Das Ziel dieser umfassenden Offenlegungspflichten ist es, potenzielle Interessenkonflikte frühzeitig zu erkennen und das öffentliche Vertrauen in politische Institutionen zu stärken.
Inspiration: Ein ähnliches Transparenzmodell analysierte ich bereits in meinem Artikel zur Das Wissen der Mächtigen – Zwischen Unwissenheit und Lüge.
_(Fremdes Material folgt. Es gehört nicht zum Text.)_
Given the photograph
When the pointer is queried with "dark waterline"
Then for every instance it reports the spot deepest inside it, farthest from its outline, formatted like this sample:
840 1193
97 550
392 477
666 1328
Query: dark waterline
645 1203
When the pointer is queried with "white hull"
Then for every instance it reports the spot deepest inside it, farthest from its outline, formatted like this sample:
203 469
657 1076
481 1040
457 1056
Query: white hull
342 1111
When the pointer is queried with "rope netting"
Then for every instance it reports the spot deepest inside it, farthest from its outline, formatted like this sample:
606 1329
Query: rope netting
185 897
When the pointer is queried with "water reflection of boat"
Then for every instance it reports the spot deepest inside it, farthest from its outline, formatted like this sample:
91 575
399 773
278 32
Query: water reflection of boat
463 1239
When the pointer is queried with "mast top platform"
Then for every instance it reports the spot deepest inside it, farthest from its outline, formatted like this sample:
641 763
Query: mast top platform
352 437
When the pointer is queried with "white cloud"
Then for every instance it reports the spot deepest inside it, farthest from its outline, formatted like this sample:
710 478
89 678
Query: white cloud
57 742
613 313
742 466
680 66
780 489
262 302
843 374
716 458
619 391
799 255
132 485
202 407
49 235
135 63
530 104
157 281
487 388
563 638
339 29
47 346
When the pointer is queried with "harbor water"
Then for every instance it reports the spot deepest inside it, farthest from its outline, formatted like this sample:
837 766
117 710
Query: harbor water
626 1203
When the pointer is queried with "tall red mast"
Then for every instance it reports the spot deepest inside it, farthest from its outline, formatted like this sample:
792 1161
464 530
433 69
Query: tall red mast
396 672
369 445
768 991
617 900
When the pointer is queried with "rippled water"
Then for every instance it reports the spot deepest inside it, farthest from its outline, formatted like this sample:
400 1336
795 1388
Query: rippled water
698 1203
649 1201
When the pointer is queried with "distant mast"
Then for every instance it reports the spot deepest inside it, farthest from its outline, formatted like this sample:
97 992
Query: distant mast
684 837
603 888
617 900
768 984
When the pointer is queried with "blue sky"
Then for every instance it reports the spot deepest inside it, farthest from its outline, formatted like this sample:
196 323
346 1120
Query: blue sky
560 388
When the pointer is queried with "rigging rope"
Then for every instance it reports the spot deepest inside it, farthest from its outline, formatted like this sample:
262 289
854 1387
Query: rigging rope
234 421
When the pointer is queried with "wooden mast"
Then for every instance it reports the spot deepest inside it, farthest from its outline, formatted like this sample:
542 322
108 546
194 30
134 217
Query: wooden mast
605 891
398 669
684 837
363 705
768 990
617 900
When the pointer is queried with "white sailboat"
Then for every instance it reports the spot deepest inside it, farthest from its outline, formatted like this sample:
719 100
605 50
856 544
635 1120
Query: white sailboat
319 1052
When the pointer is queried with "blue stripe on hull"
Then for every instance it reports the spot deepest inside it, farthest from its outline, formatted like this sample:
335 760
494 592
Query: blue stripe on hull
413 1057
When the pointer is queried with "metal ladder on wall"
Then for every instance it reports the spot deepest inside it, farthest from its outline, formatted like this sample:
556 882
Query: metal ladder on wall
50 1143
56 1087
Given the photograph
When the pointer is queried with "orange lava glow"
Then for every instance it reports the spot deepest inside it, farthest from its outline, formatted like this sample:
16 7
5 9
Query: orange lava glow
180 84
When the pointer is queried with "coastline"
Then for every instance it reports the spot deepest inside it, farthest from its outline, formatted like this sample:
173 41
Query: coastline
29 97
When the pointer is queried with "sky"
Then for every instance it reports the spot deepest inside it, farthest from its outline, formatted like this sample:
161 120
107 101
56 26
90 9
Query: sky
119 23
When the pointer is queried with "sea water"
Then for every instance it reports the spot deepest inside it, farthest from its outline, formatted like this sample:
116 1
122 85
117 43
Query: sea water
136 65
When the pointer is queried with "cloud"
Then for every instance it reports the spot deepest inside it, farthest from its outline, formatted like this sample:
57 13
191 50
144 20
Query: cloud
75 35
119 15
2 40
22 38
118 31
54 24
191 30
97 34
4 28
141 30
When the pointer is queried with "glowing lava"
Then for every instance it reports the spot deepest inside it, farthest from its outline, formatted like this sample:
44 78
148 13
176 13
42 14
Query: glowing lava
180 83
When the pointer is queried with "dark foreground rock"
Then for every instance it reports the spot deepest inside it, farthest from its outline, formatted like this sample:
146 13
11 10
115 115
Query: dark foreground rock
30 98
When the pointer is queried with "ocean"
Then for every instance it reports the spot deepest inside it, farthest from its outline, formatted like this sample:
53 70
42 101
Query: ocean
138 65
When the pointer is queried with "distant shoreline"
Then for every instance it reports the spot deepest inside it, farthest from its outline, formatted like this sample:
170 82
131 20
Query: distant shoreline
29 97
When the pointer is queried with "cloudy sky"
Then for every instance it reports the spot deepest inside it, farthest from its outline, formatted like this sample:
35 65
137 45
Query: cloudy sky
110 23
Das Carney-Schlupfloch: Neue Regeln für Führungskandidaten
Besondere Aufmerksamkeit widmet der Entwurf dem sogenannten Carney-Schlupfloch. Bislang konnten prominente Persönlichkeiten wie Mark Carney, ehemaliger Chef der Bank of England, als politische Führungskandidaten auftreten, ohne umfassend ihre finanziellen Interessen offenzulegen. Poilievre möchte das ändern: Führungskandidaten sollen ihre finanziellen Vermögenswerte spätestens 30 Tage nach ihrer offiziellen Kandidatur dem Ethikkommissar melden. Diese Informationen müssten dann innerhalb von 60 Tagen öffentlich gemacht werden. Vermögenswerte, die potenzielle Interessenkonflikte bergen, müssten verkauft werden. Zudem müssten die Kandidaten offenlegen, in welchen Ländern sie in den vergangenen sieben Jahren Steuern gezahlt haben.
Mit dieser Reform will Poilievre verhindern, dass verdeckte finanzielle Interessen politische Entscheidungen beeinflussen und damit Integrität und Transparenz in der politischen Führung gewährleisten.
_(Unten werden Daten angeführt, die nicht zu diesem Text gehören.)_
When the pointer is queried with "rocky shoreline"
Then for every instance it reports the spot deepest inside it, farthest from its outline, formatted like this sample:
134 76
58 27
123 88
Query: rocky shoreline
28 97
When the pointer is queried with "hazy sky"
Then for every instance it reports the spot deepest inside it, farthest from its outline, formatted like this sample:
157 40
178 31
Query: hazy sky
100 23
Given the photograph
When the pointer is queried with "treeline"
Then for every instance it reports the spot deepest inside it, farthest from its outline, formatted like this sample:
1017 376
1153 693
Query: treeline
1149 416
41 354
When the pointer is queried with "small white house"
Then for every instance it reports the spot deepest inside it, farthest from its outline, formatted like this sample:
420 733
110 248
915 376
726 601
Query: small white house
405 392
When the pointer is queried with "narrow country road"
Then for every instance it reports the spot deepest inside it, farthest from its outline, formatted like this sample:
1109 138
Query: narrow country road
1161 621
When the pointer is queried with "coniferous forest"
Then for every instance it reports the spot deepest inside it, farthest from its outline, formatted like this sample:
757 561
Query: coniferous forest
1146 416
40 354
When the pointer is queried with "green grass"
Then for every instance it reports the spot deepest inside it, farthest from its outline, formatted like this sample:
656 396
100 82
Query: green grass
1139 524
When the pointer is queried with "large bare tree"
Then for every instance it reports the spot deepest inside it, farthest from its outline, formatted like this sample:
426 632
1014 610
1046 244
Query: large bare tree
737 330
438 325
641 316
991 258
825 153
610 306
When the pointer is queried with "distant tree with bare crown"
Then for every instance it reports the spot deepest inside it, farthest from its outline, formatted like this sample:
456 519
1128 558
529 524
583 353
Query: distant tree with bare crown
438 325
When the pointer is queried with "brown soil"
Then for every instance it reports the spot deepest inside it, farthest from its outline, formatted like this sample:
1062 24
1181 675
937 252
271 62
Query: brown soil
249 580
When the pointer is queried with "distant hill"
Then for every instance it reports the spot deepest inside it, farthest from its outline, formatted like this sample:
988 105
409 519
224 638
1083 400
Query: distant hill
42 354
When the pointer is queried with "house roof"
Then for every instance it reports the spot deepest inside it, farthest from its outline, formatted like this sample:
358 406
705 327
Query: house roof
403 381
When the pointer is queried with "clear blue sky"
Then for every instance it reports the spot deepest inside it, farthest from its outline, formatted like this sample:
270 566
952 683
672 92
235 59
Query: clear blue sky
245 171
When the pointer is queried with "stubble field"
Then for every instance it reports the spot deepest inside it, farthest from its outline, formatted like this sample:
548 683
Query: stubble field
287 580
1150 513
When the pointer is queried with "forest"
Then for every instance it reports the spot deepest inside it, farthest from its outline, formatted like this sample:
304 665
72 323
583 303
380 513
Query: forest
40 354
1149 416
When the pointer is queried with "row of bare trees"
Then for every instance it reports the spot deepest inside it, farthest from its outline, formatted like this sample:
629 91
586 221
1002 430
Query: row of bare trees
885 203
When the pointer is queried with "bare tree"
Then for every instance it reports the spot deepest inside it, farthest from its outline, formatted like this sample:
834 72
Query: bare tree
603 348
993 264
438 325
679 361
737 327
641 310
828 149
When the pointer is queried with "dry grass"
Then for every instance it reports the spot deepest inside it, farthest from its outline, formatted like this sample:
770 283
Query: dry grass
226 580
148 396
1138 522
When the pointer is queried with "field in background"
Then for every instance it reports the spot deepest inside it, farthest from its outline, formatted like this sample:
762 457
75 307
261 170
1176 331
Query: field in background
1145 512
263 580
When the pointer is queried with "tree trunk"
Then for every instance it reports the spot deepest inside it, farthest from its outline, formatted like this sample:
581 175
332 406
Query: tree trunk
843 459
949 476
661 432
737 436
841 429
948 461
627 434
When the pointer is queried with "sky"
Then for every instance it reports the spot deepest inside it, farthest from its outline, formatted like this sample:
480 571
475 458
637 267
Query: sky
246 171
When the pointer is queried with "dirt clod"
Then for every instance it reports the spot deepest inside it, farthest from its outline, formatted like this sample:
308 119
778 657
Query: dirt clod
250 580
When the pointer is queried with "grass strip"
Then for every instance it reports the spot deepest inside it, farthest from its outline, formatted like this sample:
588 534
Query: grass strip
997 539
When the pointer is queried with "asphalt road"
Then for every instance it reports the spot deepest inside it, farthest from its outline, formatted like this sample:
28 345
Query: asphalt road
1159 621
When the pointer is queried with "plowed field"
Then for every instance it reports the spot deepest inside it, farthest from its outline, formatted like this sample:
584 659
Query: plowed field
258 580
Vertiefung: Warum solche Offenlegungsregeln wichtig sind, beleuchte ich in meinem Beitrag zur Warum unsere Demokratie nicht existiert – und was an ihre Stelle tritt.
Kritische Einordnung: Chancen und Risiken der Reform
Auch wenn Poilievres Vorschläge prinzipiell in Richtung größerer Transparenz und Rechenschaftspflicht gehen, bleiben Fragen offen. Es ist beispielsweise unklar, ob strengere Regeln tatsächlich verhindern können, dass informelle Einflussnahme weiterhin stattfindet. Ebenso könnte die Verpflichtung zu umfassenden Offenlegungen potenziell abschreckend auf qualifizierte Kandidaten wirken. Schließlich stellt sich auch die Frage, ob eine Umsetzung solcher umfassenden Reformen auf breiter politischer Basis realistisch ist.
Unstrittig bleibt jedoch: Der öffentliche Druck nach mehr Transparenz wächst — nicht nur in Kanada. Poilievres Entwurf könnte deshalb Signalwirkung weit über die Grenzen hinaus entfalten.
Poilievres Initiative: Ein Kontrast zum Kurs von Philipp Amthor
Interessanterweise steht Poilievres Vorstoß im krassen Gegensatz zu Entwicklungen in Deutschland, wo zuletzt der CDU-Politiker Philipp Amthor eine Initiative unterstützte, die auf eine Einschränkung des Informationsfreiheitsgesetzes (IFG) hinauslief. Während Poilievre Transparenz und Rechenschaftspflicht stärken möchte, hätte Amthors Ansatz Bürgerrechte und staatliche Transparenz eher eingeschränkt.
Gerade angesichts der zunehmenden Intransparenz im deutschen Politikbetrieb erscheint eine gesetzgeberische Initiative nach dem Vorbild des „Accountability Act 2.0“ auch hierzulande mehr als überfällig. Striktere Regeln für Lobbyismus, verpflichtende Offenlegungen und echte Sanktionen könnten das Vertrauen in politische Institutionen wieder stärken — bevor es weiter erodiert.
Fazit: Ein ambitionierter, aber notwendiger Schritt
Der „Accountability Act 2.0“ ist in seiner Ausgestaltung ambitioniert. Pierre Poilievre setzt damit ein klares Zeichen gegen Korruption, Intransparenz und unzulässige Einflussnahme. Ob und wie weit diese Reformen umgesetzt werden, bleibt abzuwarten. Fest steht jedoch: Eine Politik, die sich konsequent an den Prinzipien Transparenz und Rechenschaftspflicht orientiert, ist für jede Demokratie überlebenswichtig.